Архивариус, оставшись один долго бродил между стеллажами, остановился у окна, выглянул наружу на небольшой аккуратный сквер с диагональной дорожкой посыпанной красноватым песком. У середины дорожки серая гранитная плита, с низким бордюром. Архивариус никогда раньше ее не видел. Какой-то прохожий, в длинном черном плаще, с обнаженной головой стоял перед памятником и, вероятно, читал текст, который из окна разобрать было невозможно. Похоже, что захоронение свежее. Но чье и почему здесь? Прохожий вдруг оглянулся на окно у которого стоял архивариус. Лицо как-будто знакомое. Не сам ли это он?

Голос неугомонного Петелькина, опять забредшего в архив, вернул Корнилыча к действительности. Он вздрогнул, и изображение за окном сменилось на знакомый двор с тропинкой вдоль здания и густым кустарником вдоль металлического забора с коваными наконечниками…

На период ремонта третьего этажа этого баламута подсаживали в архив.
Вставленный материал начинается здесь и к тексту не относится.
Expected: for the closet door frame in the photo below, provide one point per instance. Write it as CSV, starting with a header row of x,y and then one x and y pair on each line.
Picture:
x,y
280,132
Это были жуткие дни, для Корнылича На первый взгляд серьезный человек, средних лет, с ученой степенью на деле оказался невыносимо легкомысленным болтуном, единственной темой словесных исследований которого были женщины. Порнографических журналов в его рабочем столе было больше чем деловых бумаг, и он усиленно пытался приобщить к созерцанию женских прелестей самого архивариуса. Кроме того, он нередко закладывал за воротник, и частенько являлся на работу окрыленным. Но, самым ужасным было его пристрастие к табаку. Он смолил беспрерывно казалось, все, что могло источать при тлении смрад.

Озабоченность, которую Петелькин носил на лице, не говорила ни о чем. Он мог, не меняя выражения нести такую околесицу, что у дворника завяли бы уши. На этот раз он вспомнил, что забыл захватить подборку материалов к отчету минувшего года об уровне рождаемости дефективных детей, которую когда-то просил подготовить архивариуса. Корнилыч напомнил, что подборка была сделана, но срок отчетности давно прошел и он снова разложил подготовленные документы по своим местам.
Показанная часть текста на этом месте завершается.